The "num_mfn" 32bit integers follow the shm_cmd structure; "off" is the offset of the composite buffer start in the first frame; "shmid" and "domid" parameters are just placeholders (to be filled by |
MSG_SHMIMAGE | struct msg_shmimage { uint32_t x; uint32_t y; uint32_t width; uint32_t height; }; |
Repaint the given window fragment |
MSG_WMNAME | struct msg_wmname { char data[128]; }; |
Set the window name. Only printable characters are allowed, and by default non-ASCII characters are not allowed. |
MSG_DOCK | None | Dock the window in the tray |
MSG_WINDOW_HINTS | struct msg_window_hints { uint32_t flags; uint32_t min_width; uint32_t min_height; uint32_t max_width; uint32_t max_height; uint32_t width_inc; uint32_t height_inc; uint32_t base_width; uint32_t base_height; }; |
Size hints for window manager |
MSG_WINDOW_FLAGS | struct msg_window_flags { uint32_t flags_set; uint32_t flags_unset; }; |
Change window state request; fields contains bitmask which flags request to be set and which unset |
MSG_CURSOR | struct msg_cursor { uint32_t cursor; }; |
Update cursor pointer for a window. Supported cursor IDs are default cursor (0) and X Font cursors (with 0x100 bit set). |
MSG_WMCLASS | struct msg_wmclass { char res_class[64]; char res_name[64]; }; |
Set the WM_CLASS property of a window. |
MSG_WINDOW_DUMP | struct msg_window_dump_hdr { uint32_t type; uint32_t width; uint32_t height; uint32_t bpp; }; |
Header for shared memory dump command of type hdr.type. Currently only WINDOW_DUMP_TYPE_GRANT_REFS(0) is supported. |
WINDOW_DUMP_TYPE_GRANT_REFS | struct msg_window_dump_grant_refs { uint32_t refs[0]; }; |
Grant references that should be mapped into the compositing buffer. |
GuiVM -> AppVM messages
Proper handling of the below messages is NOT security-critical.
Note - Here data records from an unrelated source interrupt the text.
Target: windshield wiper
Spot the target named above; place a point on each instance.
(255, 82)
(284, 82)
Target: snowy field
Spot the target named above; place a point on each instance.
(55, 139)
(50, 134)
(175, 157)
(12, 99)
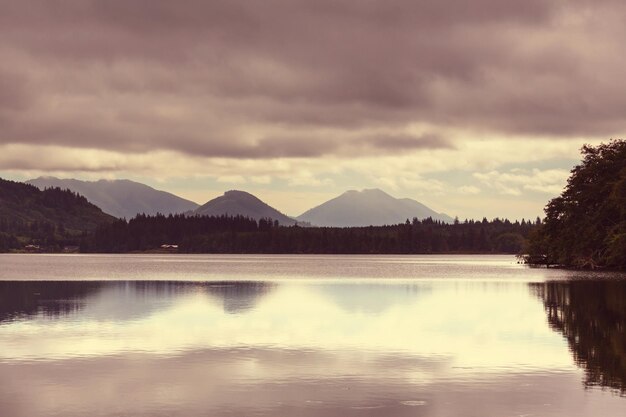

Each message starts with the following header
struct msghdr {
uint32_t type;
uint32_t window;
};
The header is followed by message-specific data:
Message name | Structure after header | Action |
---|---|---|
MSG_KEYPRESS | struct msg_keypress { uint32_t type; uint32_t x; uint32_t y; uint32_t state; uint32_t keycode; }; |
Tell qubes_drvdriver to generate a keypress |
MSG_BUTTON | struct msg_button { uint32_t type; uint32_t x; uint32_t y; uint32_t state; uint32_t button; }; |
Tell qubes_drvdriver to generate mouseclick |
MSG_MOTION | struct msg_motion { uint32_t x; uint32_t y; uint32_t state; uint32_t is_hint; }; |
Tell qubes_drvdriver to generate motion event |
MSG_CONFIGURE | struct msg_configure { uint32_t x; uint32_t y; uint32_t width; uint32_t height; uint32_t override_redirect; }; |
Change window position/size/type |
MSG_MAP | struct msg_map_info { uint32_t transient_for; uint32_t override_redirect; }; |
Map a window with given parameters |
MSG_CLOSE | None | send wmDeleteMessage to the window |
MSG_CROSSING | struct msg_crossing { uint32_t type; uint32_t x; uint32_t y; uint32_t state; uint32_t mode; uint32_t detail; uint32_t focus; }; |
Notify window about enter/leave event |
MSG_FOCUS | struct msg_focus { uint32_t type; uint32_t mode; uint32_t detail; }; |
Raise a window, XSetInputFocus |
MSG_CLIPBOARD_REQ | None | Retrieve the local clipboard, pass contents to gui-daemon |
MSG_CLIPBOARD_DATA | amorphic blob | Insert the received data into local clipboard |
MSG_EXECUTE | Obsolete | Obsolete, unused |
MSG_KEYMAP_NOTIFY | unsigned char remote_keys[32]; | Synchronize the keyboard state (key pressed/released) with dom0 |
MSG_WINDOW_FLAGS | struct msg_window_flags { uint32_t flags_set; uint32_t flags_unset; }; |
Window state change confirmation |
KEYPRESS
, BUTTON
, MOTION
, FOCUS
messages pass information extracted from dom0 XEvent; see appropriate event documentation.